Пробуждение.

   Позвольте представиться… впрочем, что это я говорю? Услышите ли вы меня?.. Я не знаю. Скорее всего — нет. Болезнь — вещь зловредная. Иногда она рвёт все связи с жизнью, кроме самой жизни. Смотря что жизнью называть. И пусть никто мне не говорит, что познал одиночество. Во-первых, я вас не услышу.

   Я терял связь с миром постепенно. Мир медленно угасал в моих глазах, становился блёклым, расплывчатым. Пока не исчез совсем, растворившись во мгле. Не, не то. Мглу тоже видно. Я стал слушать мир. Слушать близких. Но и звуки стали тише, сливаясь в невнятный шум, пока не пришла тишина. Насколько же я был счастлив, пока был слеп! У меня оставались запахи; я чуял приход родных, врача, медсестры. А кожа… Как много может дать одно прикосновение. Теплота рук и пальцев, шершавые линии… И это было прекрасно, пока не исчезло.

   Отныне я даже не знаю, двигаются ли мои мышцы. Шевельну рукой… А на самом деле? Говорю. Ответили ли мне? И вот как обостряется слух с потерей зрения, как обостряется нюх и осязание с потерей слуха, так и сейчас обострилась память. Я вспомнил всё, что давно забыл; то, о чём никогда не думал; о чём сожалел, что уже и не упомню. Всё это сейчас со мной, всё моё прошлое. А ещё обострились мечты. Пока у меня было настоящее, не было особого времени рыться в воспоминаниях. Не было времени предаваться мечтам, ибо всё глушили каждодневные заботы. Теперь нет забот, и бесонечная масса времени. Настоящего тоже нет. Удивительно! — сейчас у меня осталось только прошлое, да будущее. И самое полное одиночество. Я вижу цветные сны. А раньше до них мне и дела не было.

   Мечты? Да, я надеюсь, что либо врачи, либо жизнеспособность организма вернёт мне хотя бы что-то от внешнего мира. Хоть каплю общения. О, если б я знал, что могу что-то сказать, или пошевелить хоть одним мускулом!.. Впрочем, могло быть и наоборот — я бы слышал, видел, чуял, осязал, но не мог шевельнутся. Односторонняя связь. Это лучше, или хуже, чем её отсутствие? Тогда у меня было бы настоящее, я бы обдумывал услышанное и увиденное. Но...

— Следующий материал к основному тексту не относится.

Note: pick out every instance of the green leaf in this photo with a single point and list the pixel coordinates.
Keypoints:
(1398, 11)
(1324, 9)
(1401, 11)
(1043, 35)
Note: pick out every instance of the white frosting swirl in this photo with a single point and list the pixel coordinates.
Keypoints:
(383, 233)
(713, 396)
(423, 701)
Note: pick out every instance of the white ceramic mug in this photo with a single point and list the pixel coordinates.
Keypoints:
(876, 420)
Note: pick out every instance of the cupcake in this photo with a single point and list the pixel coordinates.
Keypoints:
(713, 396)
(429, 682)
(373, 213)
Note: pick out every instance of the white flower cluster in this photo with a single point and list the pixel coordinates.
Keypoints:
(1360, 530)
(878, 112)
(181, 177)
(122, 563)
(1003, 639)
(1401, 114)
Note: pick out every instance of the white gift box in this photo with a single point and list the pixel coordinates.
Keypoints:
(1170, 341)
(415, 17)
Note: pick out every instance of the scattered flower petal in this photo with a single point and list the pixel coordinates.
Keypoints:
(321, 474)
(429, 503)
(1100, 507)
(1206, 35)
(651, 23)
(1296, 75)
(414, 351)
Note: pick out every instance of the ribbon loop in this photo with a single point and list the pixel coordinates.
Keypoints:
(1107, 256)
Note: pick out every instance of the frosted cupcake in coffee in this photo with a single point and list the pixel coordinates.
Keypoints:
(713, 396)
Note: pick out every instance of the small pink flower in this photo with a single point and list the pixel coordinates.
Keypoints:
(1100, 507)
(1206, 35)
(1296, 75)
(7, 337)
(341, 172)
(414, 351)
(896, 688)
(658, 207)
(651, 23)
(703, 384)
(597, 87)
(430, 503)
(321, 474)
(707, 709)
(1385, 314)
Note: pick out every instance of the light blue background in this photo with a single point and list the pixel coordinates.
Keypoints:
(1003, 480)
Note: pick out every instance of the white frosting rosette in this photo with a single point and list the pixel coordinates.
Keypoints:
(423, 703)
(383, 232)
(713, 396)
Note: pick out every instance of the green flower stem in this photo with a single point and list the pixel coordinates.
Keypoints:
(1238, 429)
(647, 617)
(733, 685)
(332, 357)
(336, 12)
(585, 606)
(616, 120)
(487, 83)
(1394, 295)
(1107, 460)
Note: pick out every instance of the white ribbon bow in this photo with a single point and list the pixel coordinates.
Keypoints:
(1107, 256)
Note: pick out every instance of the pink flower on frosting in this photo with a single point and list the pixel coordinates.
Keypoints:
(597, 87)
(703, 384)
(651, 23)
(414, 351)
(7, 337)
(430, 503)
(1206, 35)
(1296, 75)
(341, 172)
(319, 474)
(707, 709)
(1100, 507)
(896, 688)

   Тут я совершил великое открытие. Мысль должна отзываться в чужом мозгу. Надо только это почувствовать. Мы утратили эту способность за ненадобностью. Я почувствовал ум врача рядом. Почти ничего не понял — что-то медицинское. А потом… Обычная рутина. Там поругался, там — не то, здесь — не так… Закат… Да, он привлёк твоё внимание. На пару секунд. Я увидел себя. Вполне ничего так вид, я ртсовал себе картинки пострашнее. Непривычно, правда. Как давно не глядел на себя в зеркало. Но и зеркало — не то. А мой голос? Где-то в памяти врача он звучит, когда я ещё говорил, становится невнятным, тихим, сливается в неразборчивое бормотание. Потом — только невнятные звуки. И всё стихает… Так, на один вопрос ответ получен. Удовлетворил любопытство? Радуйся!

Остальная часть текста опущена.